LUCIA MURAT > DIREÇÃO

Lucia Murat trabalhou como jornalista nos principais jornais e TVs do país. A partir dos anos 80, investe na carreira independente e cria a Taiga Filmes e Vídeo. Ficou conhecida nos festivais nacionais e internacionais pelos seus premiados longa-metragens: Que bom te ver viva (1989); Oswaldianas (episódio Daisy – 1992); Doces Poderes (1996), Brava Gente Brasileira (2000); Quase Dois Irmãos (2004); Olhar Estrangeiro ( 2005); Maré, nossa história de amor (2007).
ENTREVISTA
Como surgiu a ideia de um musical?
Fiz ballet clássico durante muitos anos, quando jovem, e sempre adorei musicais.
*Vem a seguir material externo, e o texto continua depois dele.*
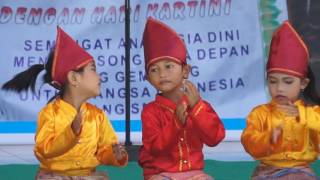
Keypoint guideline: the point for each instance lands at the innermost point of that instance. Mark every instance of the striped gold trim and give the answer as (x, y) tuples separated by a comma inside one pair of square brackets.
[(188, 150), (180, 156), (163, 57), (286, 71), (172, 111)]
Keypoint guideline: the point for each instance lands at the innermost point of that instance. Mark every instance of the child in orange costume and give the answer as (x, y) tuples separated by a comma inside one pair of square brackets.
[(73, 136), (177, 124), (284, 134)]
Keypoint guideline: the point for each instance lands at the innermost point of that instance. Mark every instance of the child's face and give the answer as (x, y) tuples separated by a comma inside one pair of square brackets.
[(166, 75), (89, 81), (284, 87)]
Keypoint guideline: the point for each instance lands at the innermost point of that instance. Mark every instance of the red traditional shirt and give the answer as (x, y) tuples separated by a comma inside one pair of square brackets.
[(169, 146)]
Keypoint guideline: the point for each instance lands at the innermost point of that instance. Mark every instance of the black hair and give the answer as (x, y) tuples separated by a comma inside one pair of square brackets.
[(26, 80), (310, 94)]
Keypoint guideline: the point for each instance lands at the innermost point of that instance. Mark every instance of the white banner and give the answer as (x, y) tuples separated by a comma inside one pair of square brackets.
[(223, 38)]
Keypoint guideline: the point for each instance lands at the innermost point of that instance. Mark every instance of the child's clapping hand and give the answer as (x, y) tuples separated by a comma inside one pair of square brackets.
[(192, 93), (119, 151)]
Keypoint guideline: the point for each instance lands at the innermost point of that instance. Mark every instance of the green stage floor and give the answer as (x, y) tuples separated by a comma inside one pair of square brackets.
[(221, 170)]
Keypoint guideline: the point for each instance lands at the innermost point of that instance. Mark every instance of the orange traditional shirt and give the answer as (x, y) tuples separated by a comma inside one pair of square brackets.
[(297, 145), (59, 150), (169, 146)]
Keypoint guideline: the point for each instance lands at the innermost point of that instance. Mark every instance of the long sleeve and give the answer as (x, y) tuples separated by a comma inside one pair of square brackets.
[(50, 142), (256, 136), (157, 138), (107, 138), (310, 116), (207, 123)]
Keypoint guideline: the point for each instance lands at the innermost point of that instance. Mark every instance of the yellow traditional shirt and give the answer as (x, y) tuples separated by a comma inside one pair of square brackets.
[(297, 145), (59, 150)]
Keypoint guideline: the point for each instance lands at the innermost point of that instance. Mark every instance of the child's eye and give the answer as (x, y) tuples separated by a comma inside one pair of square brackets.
[(272, 81), (169, 66), (153, 70)]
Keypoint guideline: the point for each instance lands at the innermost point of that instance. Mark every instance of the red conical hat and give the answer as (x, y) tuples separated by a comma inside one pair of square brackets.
[(160, 41), (288, 53), (68, 56)]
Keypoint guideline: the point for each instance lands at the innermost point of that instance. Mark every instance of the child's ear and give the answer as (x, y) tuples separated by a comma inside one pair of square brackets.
[(72, 78), (186, 71), (304, 83)]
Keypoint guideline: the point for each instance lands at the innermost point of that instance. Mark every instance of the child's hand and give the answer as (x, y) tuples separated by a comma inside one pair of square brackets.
[(276, 132), (181, 111), (119, 151), (290, 109), (77, 123), (192, 93)]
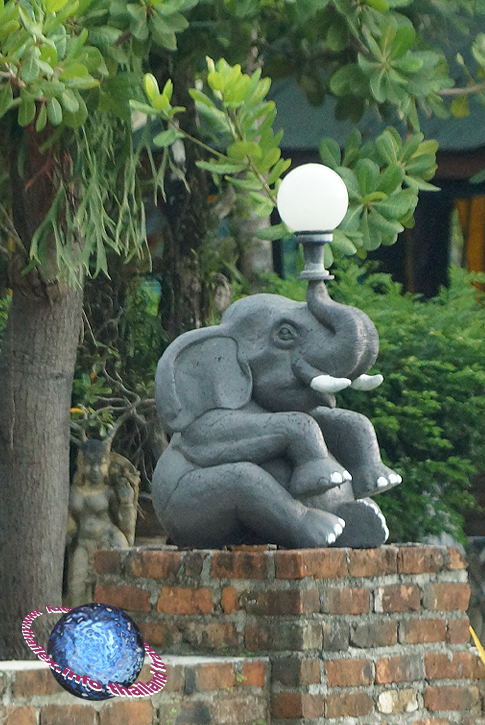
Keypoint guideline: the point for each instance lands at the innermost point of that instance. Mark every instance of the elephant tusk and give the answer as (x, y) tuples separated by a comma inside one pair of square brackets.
[(328, 384), (367, 382)]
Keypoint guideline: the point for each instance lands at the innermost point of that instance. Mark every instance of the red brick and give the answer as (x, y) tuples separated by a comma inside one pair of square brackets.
[(22, 715), (448, 666), (372, 562), (445, 597), (420, 560), (158, 633), (175, 678), (62, 714), (316, 563), (351, 600), (254, 674), (349, 673), (107, 561), (212, 636), (215, 676), (406, 668), (456, 560), (123, 597), (295, 672), (256, 637), (288, 705), (397, 598), (458, 631), (127, 713), (154, 564), (478, 668), (229, 600), (194, 561), (240, 565), (422, 630), (352, 704), (35, 682), (185, 600), (450, 698)]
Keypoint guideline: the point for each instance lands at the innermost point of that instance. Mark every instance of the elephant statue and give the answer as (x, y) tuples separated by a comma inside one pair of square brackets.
[(258, 452)]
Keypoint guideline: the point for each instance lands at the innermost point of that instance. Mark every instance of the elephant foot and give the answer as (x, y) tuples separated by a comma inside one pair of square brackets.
[(316, 477), (372, 480), (365, 525), (319, 529)]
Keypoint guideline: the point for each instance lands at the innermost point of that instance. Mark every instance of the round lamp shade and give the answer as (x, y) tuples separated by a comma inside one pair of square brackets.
[(312, 198)]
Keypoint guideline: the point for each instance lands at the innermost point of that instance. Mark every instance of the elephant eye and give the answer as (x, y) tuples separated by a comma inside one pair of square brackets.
[(286, 333)]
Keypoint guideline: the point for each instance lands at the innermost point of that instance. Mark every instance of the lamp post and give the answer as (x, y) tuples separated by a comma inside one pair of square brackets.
[(312, 201)]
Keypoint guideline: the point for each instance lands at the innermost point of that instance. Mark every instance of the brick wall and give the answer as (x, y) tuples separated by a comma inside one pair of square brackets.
[(199, 691), (353, 636)]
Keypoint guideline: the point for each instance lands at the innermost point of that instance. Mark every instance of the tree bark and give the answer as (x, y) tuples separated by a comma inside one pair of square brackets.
[(36, 370)]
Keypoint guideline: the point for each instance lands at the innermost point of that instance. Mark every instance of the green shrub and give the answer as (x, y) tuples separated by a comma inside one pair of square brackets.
[(429, 413)]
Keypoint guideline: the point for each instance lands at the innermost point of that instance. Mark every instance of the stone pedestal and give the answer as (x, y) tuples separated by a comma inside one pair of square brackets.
[(353, 637)]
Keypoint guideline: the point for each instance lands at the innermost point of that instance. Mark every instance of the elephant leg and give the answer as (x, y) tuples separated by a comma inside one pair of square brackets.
[(217, 506), (365, 525), (351, 438)]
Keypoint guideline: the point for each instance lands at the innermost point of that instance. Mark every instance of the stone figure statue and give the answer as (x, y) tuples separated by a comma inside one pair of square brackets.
[(102, 512), (259, 453)]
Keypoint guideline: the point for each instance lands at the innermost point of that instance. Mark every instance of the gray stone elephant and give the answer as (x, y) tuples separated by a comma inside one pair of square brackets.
[(259, 453)]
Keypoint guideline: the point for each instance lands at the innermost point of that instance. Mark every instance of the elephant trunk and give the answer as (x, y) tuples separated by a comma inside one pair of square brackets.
[(356, 338)]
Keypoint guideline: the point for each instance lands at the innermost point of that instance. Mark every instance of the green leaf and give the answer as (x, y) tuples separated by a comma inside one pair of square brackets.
[(54, 111), (398, 204), (26, 112), (166, 138), (329, 151), (247, 184), (151, 86), (69, 101), (6, 98), (41, 119), (75, 70), (77, 119), (30, 68), (459, 106), (403, 41), (380, 5), (367, 175), (242, 149), (104, 35)]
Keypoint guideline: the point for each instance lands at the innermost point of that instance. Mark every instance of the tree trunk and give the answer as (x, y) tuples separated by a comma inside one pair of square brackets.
[(36, 369)]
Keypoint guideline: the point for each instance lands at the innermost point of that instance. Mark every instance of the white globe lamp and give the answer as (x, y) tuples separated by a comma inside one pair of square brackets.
[(312, 201)]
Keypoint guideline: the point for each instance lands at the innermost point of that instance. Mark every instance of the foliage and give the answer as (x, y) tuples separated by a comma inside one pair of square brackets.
[(429, 413), (70, 68), (242, 117), (383, 178)]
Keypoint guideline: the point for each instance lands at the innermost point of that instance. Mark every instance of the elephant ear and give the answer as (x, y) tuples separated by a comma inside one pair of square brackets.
[(198, 372)]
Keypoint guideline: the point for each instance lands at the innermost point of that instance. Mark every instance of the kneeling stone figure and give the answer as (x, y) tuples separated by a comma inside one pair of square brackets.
[(259, 453)]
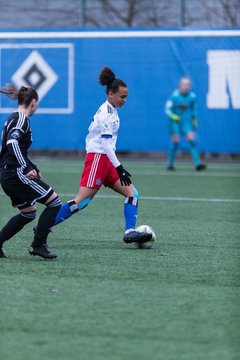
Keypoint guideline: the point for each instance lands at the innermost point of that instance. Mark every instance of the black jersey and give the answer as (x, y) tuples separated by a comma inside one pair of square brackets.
[(16, 140)]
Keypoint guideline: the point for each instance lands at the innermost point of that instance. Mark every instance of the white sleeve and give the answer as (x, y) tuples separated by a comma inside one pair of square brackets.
[(110, 152)]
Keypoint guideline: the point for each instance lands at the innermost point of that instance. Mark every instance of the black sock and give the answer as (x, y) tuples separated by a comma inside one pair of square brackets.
[(45, 222), (14, 225)]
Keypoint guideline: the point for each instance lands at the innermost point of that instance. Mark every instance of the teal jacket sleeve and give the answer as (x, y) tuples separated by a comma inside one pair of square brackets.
[(169, 107)]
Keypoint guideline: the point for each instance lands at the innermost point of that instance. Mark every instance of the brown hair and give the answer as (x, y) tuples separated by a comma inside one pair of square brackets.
[(24, 95), (108, 78)]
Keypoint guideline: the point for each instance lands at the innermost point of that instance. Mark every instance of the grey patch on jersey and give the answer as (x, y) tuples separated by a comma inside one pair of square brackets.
[(15, 135)]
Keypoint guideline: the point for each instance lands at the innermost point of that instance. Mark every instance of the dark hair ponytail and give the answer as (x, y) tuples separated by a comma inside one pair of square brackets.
[(24, 95), (107, 78)]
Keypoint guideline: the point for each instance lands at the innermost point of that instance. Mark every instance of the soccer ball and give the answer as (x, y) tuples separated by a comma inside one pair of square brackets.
[(149, 230)]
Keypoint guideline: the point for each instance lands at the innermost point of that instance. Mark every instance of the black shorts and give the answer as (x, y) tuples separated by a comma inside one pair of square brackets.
[(22, 191)]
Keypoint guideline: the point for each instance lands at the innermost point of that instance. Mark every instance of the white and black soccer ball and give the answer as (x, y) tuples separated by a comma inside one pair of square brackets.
[(149, 230)]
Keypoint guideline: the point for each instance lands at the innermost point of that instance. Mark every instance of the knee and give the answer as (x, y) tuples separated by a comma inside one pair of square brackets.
[(54, 203), (29, 216), (84, 203), (175, 139), (135, 193)]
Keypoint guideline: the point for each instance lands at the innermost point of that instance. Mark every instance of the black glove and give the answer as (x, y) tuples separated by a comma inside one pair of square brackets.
[(123, 175)]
Por isto, para mim como cineasta era uma uma agonia que o Brasil, com a música e a dança que tem, não ter essa tradição.
Há uns quatro anos tive acesso a alguns projetos sociais nas comunidades que pipocavam aqui e ali, com dança. Foi neste momento que pensei em juntar este antigo desejo à minha história de vida, com as questões políticas e sociais que venho discutindo nos meus filmes.
Num primeiro momento, a ideia era mais uma reprodução documental de um destes grupos. Depois quando comecei o roteiro tive a ideia de fazer uma adaptação livre da história de Romeu e Julieta. A Maré tem uma espécie de faixa de Gaza e a história seria perfeita para mostrar isso.
Como foi a escolha da Graciela Figueroa?
A Graziela tem um significado muito forte para o Brasil por tudo que fez por aqui nos anos 80, trazendo a dança para o espaço público, democratizando a própria ideia de dança. Não queria fazer um musical exclusivamente de hip-hop, que é dominante hoje nas comunidades e de onde vem a maior parte dos bailarinos. Queria que o filme refletisse todas as experimentações de dança que existem nas comunidades, capoeira, samba, dança de salão, ballet clássico... Então, queria alguém capaz de trabalhar este conjunto e imprimir uma coisa diferente ali.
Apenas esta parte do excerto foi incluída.